Plantar árboles ayuda contra el calor urbano.
Pero plantar cualquier árbol, en cualquier lugar y de cualquier manera, no produce el mismo resultado.
Una revisión internacional de 182 estudios realizada en 110 ciudades y regiones encontró diferencias enormes según el tipo de árbol, el clima y la forma de las calles y edificios. En determinadas condiciones, la sombra y la evapotranspiración pueden reducir fuertemente la exposición térmica a nivel peatonal.
Uno de los factores más importantes es una copa amplia.
Los árboles con mayor densidad y superficie de hojas bloquean más radiación solar. El efecto resulta especialmente importante sobre asfalto, que puede alcanzar temperaturas muy superiores a una superficie sombreada.
También importa disponer de agua.
Un estudio realizado en Barcelona durante condiciones de ola de calor encontró reducciones de hasta 3,2 °C en estrés térmico cuando los árboles tenían suficiente humedad en el suelo. Incluso cuando el suelo estaba seco, la sombra seguía aportando protección.
Eso cambia cómo debería pensarse una ciudad.

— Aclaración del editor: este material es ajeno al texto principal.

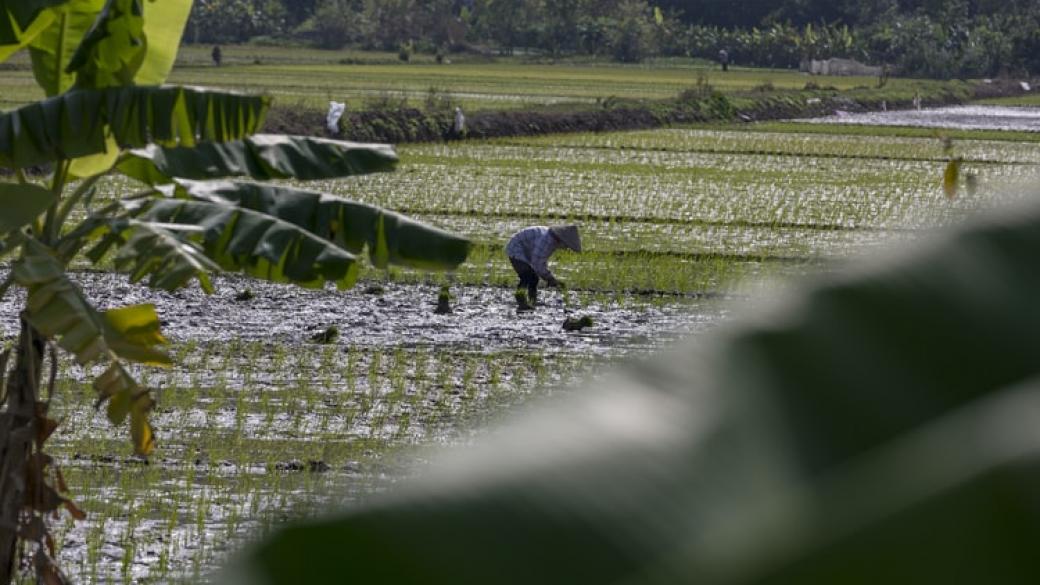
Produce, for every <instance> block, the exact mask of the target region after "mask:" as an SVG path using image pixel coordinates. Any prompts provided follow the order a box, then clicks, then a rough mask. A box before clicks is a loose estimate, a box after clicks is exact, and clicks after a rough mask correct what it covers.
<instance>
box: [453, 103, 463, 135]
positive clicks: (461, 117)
mask: <svg viewBox="0 0 1040 585" xmlns="http://www.w3.org/2000/svg"><path fill="white" fill-rule="evenodd" d="M451 130H452V131H453V132H454V135H456V136H458V137H460V138H461V137H462V136H463V135H465V134H466V115H465V113H463V112H462V108H461V107H456V120H454V124H452V125H451Z"/></svg>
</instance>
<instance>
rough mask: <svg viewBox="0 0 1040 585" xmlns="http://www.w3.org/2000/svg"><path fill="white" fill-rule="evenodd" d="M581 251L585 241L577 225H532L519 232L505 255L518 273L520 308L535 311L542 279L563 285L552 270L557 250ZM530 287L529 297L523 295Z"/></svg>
mask: <svg viewBox="0 0 1040 585" xmlns="http://www.w3.org/2000/svg"><path fill="white" fill-rule="evenodd" d="M561 247H563V248H569V249H571V250H573V251H575V252H580V251H581V238H580V237H579V236H578V228H577V226H553V227H551V228H548V227H545V226H532V227H529V228H524V229H522V230H520V231H518V232H517V233H516V234H514V235H513V237H511V238H510V243H509V244H506V245H505V255H506V256H509V257H510V262H512V263H513V270H515V271H517V276H519V277H520V283H519V284H518V285H517V305H518V306H517V308H518V309H519V310H522V311H528V310H532V309H534V308H535V302H536V301H537V299H538V279H539V277H541V278H544V279H545V282H546V283H547V284H548V285H549V286H557V287H558V286H563V283H561V282H560V281H558V280H556V277H554V276H552V272H551V271H550V270H549V263H548V262H549V256H551V255H552V253H553V252H555V251H556V249H557V248H561ZM524 288H526V289H527V290H526V292H527V294H526V297H524V296H523V295H522V292H523V289H524Z"/></svg>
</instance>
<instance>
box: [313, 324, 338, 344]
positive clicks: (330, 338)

No basta con contar cuántos ejemplares existen.
Hay que estudiar dónde necesitan sombra los peatones, cuánto suelo permeable reciben las raíces, qué especies resisten el clima futuro y cómo distribuir árboles también en los barrios más calientes.
Un análisis global publicado en 2026 mostró además que los beneficios actuales de la cubierta arbórea están repartidos de forma desigual, con mayores ventajas en zonas ya más favorecidas.
Un árbol urbano no debería elegirse porque queda bien en una fotografía institucional.
En una ciudad cada vez más caliente, también es infraestructura pública.
Y una infraestructura se diseña para proteger a quien la necesita.